-243 DECOUVERTE DE SINOPE
Sinope - Palais du Basileus - -243
La basileia s’avançait entre les servantes empressées, les domestiques attentifs et les courtisans déférents. Tout cela ennuyait la reine. Comment pouvait-il être possible de ne rien faire toute une journée sauf parler pour ne rien dire et s’empiffrer de gâteaux au miel. La jeune reine s’élança hors du gynecée royal, ne respectant aucune des règles en usage, et demanda à voir son époux.
Mithridate vit son épouse venir à lui dans tout l’éclat de sa beauté. Les ors de ses vêtements resplendissaient moins que son visage encadré par sa longue chevelure blonde. Il sut en cet instant qu’il ne pourrait rien refuser à ses lèvres rouges comme la pourpre…
Les somatophylaques accompagnaient la reine du Pont Euxin dans sa visite de Sinope. La souveraine, accompagnée de quelques servantes, voulait tout connaître de sa nouvelle capitale.
Un cynique, disciple de Diogène de Sinope, apostropha la reine dans ses déambulations. « Est-il nécessaire au luxe, pour se sentir vraiment riche, de côtoyer la pauvreté ? » L’homme, vêtu d’un simple himation, ne voulait rien de plus pour lui que sa main comme coupelle pour boire l’eau ou se nourrir. La reine sourit et s’approcha de lui avec assurance. Elle lui répliqua que la vraie richesse des rois était la prospérité de son peuple. L’homme fut un instant troublé par ce regard fier dardé sur lui, ainsi que par le large geste qu’elle fit, montrant l’agora de Sinope.
La ville, occupant le col d’une presqu’île, était ceinte de puissants remparts, décorée de beaux monuments ornés de péristyles. Mais c’était dans l’agora que l’activité des négociants se voyait le mieux. Les marchands échangeaient couvertures, manteaux et bonnets d’hermine, mais aussi de lourds boisseaux de blés du Pont Euxin. De plus loin, venaient les paniers emplis de cerises de la ville de Cérasonte d’où le fruit trouvait son origine, les fourrures du terroir de la ville d’Ancyre, dont les chats et les chèvres ont les poils longs et soyeux… de nombreux tissus, teint en vermillon grâce à la terre de Sinope, fournissaient également les étals. Parmi les produits figuraient encore vins, huiles, fruits secs et bois de construction où encore thons.

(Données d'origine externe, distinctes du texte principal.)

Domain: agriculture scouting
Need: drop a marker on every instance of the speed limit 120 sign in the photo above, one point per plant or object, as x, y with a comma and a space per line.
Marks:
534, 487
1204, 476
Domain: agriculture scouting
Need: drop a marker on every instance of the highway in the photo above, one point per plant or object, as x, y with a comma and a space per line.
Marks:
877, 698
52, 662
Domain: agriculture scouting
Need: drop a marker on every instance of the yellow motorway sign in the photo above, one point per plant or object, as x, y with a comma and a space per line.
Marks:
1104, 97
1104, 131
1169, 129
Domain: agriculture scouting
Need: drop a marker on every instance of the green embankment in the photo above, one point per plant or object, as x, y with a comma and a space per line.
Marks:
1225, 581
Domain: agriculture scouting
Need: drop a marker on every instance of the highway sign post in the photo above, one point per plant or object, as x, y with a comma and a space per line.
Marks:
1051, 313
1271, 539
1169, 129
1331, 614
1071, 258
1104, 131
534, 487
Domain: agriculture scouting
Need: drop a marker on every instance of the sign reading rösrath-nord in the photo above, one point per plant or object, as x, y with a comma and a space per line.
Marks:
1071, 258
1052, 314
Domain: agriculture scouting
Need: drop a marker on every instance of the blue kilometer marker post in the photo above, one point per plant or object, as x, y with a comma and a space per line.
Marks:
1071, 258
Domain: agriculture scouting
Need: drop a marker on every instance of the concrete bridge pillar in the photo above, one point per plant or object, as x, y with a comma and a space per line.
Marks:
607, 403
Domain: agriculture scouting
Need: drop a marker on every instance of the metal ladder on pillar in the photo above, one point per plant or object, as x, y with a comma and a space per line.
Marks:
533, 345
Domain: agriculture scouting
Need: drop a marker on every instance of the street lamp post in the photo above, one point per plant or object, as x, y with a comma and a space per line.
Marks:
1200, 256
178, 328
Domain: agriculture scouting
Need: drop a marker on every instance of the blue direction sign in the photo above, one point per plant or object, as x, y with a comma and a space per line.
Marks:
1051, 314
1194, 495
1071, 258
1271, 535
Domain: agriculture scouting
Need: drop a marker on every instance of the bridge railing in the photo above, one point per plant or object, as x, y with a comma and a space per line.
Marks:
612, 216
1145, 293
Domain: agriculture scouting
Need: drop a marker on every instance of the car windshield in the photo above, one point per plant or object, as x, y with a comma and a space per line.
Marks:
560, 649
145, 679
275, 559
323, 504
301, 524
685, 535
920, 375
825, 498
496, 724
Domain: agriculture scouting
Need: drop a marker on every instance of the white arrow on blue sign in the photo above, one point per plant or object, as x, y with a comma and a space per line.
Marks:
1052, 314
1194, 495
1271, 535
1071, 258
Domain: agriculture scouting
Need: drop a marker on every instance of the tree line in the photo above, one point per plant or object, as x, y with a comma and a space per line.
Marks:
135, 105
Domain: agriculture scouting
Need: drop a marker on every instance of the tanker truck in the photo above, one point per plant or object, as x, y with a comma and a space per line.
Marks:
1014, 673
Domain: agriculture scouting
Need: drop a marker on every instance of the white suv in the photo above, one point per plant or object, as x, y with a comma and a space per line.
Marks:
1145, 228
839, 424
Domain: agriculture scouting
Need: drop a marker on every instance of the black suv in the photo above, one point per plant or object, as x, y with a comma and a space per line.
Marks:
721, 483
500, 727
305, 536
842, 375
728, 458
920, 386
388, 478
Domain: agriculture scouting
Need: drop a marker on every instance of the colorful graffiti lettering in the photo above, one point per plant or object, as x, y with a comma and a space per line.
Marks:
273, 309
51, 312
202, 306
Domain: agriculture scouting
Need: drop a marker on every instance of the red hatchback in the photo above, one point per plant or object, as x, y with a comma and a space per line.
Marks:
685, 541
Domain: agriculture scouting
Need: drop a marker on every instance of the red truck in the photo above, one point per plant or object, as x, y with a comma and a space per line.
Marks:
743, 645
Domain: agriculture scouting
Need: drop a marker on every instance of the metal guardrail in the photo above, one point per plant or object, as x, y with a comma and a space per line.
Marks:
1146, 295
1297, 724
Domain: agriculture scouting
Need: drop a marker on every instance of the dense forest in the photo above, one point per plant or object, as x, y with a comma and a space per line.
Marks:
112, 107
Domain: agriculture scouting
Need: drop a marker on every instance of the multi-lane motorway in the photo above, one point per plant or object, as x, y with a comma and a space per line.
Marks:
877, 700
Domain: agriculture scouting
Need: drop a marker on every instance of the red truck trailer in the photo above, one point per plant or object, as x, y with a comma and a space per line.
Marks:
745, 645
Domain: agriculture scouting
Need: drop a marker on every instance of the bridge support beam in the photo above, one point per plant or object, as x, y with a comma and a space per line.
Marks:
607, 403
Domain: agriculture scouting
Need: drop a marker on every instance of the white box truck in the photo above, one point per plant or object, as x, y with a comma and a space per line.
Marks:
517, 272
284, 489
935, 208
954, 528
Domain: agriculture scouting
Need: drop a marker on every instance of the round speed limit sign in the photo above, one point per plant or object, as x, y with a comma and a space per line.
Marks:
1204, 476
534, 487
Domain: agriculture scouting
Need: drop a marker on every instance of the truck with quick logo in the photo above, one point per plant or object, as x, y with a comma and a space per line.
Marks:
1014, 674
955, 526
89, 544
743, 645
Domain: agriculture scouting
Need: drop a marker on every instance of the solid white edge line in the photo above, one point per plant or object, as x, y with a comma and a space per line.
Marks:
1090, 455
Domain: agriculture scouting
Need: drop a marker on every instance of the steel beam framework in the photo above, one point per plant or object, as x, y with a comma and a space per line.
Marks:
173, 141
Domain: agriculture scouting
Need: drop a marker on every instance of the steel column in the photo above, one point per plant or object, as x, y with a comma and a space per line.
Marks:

La reine visita le gymnase et admira l’éducation donnée aux Hellènes par les plus doctes des savants du Pont Euxin. Elle réfusa d’écouter les peurs de son entourage et tint à visiter également les malades. Elle offrit elle-même de nombreux présents aux personnes soignées. Les médecins d’Aesclépios lui rendirent hommage et dirent combien ils appréciaient cette ville dont, à côté du précieux sylphium venus de Cyrène, ils utilisaient le castoréum. Ce produit de la pharmacopée était issu des testicules de castor et rendu célèbre par la fable d’Esope Le Castor et les chasseurs. Avec douceur elle parla aux réfugiés des guerres, et pâlit comme son entourage de rage et de honte à l’évocation des viols envers les Vierges sacrées d’Apollon.
La reine ne pouvait terminer son périple de découverte sans se rendre dans les sanctuaires de la cité. Elle honora le temple oraculaire d’Autolyque l’argonaute, fondateur de la cité avant de consulter l’oracle de Jason. Enfin, aux abords de la ville, elle sacrifia dans le temple de Zeus-Hadès, sur l’autel en dessous de la statue colossale unissant les caractéristiques des deux divinités.